“We’re trying to understand loss and trauma within a social media context and develop interventions that provide young people with support as they’re leveraging these tools to get help. ”
Patton’s research on Internet banging has appeared in numerous media outlets, including VICE, Nature, and The New York Times. It was cited in an amici curiae brief submitted to the United States Supreme Court in Elonis v. United States, which examined how threats are interpreted on social media.
Patton has published dozens of articles in peer-reviewed publications, among them the Journal of the Society for Social Work and Research, New Media and Society, and The Journal of Men’s Studies.

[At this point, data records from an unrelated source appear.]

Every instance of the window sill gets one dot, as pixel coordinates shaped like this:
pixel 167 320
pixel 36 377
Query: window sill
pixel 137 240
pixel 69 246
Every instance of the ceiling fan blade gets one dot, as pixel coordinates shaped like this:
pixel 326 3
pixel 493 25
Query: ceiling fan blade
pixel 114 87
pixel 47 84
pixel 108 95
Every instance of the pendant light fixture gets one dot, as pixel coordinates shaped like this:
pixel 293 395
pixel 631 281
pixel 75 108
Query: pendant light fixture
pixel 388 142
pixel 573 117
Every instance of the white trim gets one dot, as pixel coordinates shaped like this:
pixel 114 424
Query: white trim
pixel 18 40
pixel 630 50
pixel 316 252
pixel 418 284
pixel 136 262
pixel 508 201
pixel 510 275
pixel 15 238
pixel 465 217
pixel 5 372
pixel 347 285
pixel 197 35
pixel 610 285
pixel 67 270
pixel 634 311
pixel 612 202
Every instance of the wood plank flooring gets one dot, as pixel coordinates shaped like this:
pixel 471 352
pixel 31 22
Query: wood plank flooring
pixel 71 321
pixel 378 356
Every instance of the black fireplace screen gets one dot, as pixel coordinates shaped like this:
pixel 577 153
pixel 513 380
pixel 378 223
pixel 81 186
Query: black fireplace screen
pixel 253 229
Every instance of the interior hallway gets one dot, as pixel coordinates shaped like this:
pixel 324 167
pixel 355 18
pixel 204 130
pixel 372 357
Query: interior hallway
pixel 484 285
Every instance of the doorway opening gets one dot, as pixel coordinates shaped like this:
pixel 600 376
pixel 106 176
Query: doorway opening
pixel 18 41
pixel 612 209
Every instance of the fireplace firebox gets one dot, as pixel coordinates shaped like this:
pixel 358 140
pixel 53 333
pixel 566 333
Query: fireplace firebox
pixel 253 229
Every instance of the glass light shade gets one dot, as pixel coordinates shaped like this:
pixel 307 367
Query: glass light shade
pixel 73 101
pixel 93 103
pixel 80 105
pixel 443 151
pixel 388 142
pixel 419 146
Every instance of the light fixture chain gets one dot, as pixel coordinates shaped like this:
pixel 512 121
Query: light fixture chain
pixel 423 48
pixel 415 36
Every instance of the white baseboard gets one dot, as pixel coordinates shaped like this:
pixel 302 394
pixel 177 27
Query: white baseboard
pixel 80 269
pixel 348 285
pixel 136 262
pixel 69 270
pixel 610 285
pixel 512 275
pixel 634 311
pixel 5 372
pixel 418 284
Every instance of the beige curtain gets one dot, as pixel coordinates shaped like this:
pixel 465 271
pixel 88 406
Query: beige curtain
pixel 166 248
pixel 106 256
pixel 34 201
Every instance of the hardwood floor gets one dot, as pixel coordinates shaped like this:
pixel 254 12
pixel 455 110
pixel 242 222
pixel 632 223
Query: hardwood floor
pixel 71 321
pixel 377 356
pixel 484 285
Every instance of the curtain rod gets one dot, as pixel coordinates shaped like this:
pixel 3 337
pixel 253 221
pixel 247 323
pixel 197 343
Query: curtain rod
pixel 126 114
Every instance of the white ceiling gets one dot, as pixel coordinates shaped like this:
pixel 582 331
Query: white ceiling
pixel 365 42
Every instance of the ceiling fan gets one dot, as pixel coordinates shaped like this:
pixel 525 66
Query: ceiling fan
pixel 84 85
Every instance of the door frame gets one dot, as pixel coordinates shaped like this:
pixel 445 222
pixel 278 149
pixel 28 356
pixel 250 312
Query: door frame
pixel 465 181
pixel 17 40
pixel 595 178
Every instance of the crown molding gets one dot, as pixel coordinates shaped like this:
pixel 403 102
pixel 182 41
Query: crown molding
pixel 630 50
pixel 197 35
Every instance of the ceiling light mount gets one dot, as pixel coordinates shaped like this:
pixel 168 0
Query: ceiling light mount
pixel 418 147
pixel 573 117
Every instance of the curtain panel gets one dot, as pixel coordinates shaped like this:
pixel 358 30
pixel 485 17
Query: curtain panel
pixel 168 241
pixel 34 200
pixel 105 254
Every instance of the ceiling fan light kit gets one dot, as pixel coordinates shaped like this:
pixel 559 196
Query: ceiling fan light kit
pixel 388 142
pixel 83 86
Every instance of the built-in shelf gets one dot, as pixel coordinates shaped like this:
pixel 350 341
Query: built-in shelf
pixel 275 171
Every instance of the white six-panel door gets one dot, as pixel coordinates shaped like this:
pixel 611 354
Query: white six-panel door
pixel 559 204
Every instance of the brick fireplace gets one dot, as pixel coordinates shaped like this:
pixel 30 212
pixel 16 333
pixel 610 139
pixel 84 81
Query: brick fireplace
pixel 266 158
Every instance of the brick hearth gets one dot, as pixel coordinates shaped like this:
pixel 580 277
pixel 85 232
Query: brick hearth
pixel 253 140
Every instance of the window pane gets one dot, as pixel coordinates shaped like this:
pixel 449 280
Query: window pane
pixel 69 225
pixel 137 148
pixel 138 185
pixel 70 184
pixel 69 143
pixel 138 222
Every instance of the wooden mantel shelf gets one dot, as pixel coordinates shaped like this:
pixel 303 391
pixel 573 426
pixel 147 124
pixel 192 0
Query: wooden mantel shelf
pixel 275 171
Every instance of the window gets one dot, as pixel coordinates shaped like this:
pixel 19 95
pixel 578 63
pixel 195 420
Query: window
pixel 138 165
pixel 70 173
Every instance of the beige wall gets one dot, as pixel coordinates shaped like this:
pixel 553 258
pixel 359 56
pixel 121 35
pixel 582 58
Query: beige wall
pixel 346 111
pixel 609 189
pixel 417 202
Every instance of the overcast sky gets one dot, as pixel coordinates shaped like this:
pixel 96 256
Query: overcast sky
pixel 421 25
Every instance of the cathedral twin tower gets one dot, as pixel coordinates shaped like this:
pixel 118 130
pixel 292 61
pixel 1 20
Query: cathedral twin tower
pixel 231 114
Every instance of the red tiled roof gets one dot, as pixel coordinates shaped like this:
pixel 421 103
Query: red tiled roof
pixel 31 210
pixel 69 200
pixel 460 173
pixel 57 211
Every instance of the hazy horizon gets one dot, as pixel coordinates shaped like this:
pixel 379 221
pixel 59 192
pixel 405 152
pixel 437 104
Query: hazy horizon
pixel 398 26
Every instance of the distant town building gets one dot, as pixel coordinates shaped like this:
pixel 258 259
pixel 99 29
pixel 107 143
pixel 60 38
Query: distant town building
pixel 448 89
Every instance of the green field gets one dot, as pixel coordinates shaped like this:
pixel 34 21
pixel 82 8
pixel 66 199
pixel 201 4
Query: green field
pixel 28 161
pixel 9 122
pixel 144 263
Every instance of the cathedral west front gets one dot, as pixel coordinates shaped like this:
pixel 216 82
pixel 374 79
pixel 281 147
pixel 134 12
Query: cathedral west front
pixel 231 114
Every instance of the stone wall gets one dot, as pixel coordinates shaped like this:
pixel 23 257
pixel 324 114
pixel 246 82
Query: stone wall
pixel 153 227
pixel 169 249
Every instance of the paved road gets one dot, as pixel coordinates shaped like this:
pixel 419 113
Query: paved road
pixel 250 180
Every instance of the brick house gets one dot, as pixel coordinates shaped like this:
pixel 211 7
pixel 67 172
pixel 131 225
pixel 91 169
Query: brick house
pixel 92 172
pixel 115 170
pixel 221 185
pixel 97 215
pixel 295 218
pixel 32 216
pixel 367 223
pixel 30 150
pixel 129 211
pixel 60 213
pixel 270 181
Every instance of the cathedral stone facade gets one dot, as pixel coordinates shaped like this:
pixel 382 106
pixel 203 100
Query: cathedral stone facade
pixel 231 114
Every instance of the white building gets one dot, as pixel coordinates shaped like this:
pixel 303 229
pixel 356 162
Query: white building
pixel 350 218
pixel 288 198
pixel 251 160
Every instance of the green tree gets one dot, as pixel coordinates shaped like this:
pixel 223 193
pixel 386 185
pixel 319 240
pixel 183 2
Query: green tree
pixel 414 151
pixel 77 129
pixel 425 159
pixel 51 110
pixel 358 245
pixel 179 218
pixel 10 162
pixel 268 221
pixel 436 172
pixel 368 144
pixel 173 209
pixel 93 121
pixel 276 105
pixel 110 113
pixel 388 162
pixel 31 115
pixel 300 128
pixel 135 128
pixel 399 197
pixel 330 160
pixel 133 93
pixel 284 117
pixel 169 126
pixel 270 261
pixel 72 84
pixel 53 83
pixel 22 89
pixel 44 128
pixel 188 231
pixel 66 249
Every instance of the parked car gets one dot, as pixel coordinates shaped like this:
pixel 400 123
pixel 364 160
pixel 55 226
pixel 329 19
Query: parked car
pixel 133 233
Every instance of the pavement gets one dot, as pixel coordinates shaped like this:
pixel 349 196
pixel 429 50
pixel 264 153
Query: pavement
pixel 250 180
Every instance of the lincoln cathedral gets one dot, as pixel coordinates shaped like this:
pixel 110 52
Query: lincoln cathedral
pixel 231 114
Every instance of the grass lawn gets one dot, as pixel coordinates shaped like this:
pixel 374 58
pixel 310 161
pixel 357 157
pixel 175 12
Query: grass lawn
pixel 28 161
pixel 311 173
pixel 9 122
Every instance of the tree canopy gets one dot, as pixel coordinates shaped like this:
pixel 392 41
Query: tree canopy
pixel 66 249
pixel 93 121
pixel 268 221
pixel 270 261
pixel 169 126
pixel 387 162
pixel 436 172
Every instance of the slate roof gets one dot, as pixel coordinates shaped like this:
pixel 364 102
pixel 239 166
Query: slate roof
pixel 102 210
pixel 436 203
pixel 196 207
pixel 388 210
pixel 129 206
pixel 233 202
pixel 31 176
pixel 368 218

One recent paper, published in Children and Youth Services Review, found that adolescents are acutely aware that social media features, such as comments and live video, have the power to turn online conflict into offline fights.
“Our findings underscore that adolescents engaged in social media threats often do not go online with the intention to fight,” Patton and his coauthors wrote. “Rather, adolescents expressed keen awareness that social media intensifies interpersonal slights, and specifically identified video streaming and comments as social media features that intensify social media threats, increasing the likelihood of offline violence.”

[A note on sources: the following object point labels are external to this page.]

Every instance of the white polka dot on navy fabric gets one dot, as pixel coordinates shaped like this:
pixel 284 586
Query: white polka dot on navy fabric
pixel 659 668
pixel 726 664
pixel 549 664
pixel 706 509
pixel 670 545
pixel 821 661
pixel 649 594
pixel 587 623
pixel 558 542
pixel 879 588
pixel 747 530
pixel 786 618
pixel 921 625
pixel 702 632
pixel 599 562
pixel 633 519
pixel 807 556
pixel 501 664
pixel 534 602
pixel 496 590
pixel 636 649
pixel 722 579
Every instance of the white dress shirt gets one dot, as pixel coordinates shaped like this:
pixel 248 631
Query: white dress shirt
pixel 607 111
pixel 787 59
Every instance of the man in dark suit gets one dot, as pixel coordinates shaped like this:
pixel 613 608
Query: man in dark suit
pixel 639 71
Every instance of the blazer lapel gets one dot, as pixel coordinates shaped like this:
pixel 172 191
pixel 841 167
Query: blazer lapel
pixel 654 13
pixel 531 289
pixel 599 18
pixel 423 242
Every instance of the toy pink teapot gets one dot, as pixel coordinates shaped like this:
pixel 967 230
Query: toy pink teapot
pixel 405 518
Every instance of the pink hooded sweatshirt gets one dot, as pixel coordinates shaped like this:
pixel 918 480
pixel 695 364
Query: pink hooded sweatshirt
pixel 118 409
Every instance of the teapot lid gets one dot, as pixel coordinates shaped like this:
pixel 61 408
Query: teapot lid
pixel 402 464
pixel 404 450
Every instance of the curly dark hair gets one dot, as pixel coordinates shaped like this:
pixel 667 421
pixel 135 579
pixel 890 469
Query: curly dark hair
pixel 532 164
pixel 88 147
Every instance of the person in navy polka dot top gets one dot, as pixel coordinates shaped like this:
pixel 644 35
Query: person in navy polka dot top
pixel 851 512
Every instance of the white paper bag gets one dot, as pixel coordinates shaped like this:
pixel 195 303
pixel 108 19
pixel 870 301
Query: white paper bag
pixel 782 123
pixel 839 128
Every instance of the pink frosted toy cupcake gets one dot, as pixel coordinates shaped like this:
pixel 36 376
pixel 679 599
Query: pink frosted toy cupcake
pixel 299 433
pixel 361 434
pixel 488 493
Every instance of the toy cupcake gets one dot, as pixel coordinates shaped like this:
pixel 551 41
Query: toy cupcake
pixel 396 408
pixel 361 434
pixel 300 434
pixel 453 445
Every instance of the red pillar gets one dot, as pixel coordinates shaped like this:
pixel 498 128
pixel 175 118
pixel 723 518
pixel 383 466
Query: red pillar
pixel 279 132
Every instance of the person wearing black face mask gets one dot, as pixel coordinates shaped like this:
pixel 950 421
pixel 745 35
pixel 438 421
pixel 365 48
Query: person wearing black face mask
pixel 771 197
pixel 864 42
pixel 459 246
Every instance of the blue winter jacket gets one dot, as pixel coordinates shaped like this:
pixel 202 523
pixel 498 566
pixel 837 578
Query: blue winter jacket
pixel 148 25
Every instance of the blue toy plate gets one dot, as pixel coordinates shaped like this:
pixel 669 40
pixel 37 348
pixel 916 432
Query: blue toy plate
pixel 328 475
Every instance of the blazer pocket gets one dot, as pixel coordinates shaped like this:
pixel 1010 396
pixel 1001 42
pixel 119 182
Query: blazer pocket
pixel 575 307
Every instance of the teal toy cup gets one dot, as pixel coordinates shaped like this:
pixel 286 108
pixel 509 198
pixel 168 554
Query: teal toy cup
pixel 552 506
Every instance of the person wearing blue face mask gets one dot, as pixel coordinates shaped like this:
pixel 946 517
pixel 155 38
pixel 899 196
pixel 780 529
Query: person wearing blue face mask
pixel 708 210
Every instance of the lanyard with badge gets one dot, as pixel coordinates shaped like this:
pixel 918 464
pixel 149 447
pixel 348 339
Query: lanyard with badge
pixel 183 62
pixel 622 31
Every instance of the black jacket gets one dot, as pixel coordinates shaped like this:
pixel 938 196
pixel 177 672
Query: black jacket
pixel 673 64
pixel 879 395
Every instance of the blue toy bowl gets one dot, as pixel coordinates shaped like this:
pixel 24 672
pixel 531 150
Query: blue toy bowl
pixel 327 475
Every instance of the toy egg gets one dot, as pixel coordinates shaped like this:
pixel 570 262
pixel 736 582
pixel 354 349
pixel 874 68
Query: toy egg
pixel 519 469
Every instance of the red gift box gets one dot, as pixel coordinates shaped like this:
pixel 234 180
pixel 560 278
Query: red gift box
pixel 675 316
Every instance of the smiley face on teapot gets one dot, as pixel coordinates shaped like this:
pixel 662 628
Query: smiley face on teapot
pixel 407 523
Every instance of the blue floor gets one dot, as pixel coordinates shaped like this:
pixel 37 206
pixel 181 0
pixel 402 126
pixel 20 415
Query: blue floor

Patton has received more than a dozen prestigious honors and fellowships during his career, including the 2018 Deborah K. Padgett Early Career Achievement Award from the Society for Social Work and Research. He won the award, according to SSWR, “in recognition of his notable influence on understanding the links between traditional forms of gang violence and threatening social media communication and his noteworthy contributions to advance the social work profession.”
In addition to his professorship at Columbia, Patton serves as senior associate dean for academic affairs and curriculum innovation at the university’s School of Social Work. He is the associate director of diversity, equity, and inclusion for the university’s Data Science Institute and a faculty affiliate of its Social Intervention Group. Before joining the faculty at Columbia in 2015, he served as an assistant professor at the University of Michigan School of Social Work and School of Information.
Patton holds a bachelor’s degree in anthropology and political science from the University of North Carolina at Greensboro, a master’s in social work from the University of Michigan, and a doctorate in social service administration from the University of Chicago.
The diploma ceremony for the School of Social Work will start at approximately noon. Several soon-to-be-graduates will be involved in the festivities. Mai Kim Pham, MSW’22, will deliver the invocation and Samira Al-Ghuiyy Bell, MSW’22, will give the student address. Jason Lawrence Madden, MSW’22, and Kimberly Hokanson, PhD’22, will serve as the degree representatives. Seating for guests on the Lower Campus Lawn is first come, first served. People who are unable to attend the event can livestream the ceremony on the University’s Commencement page.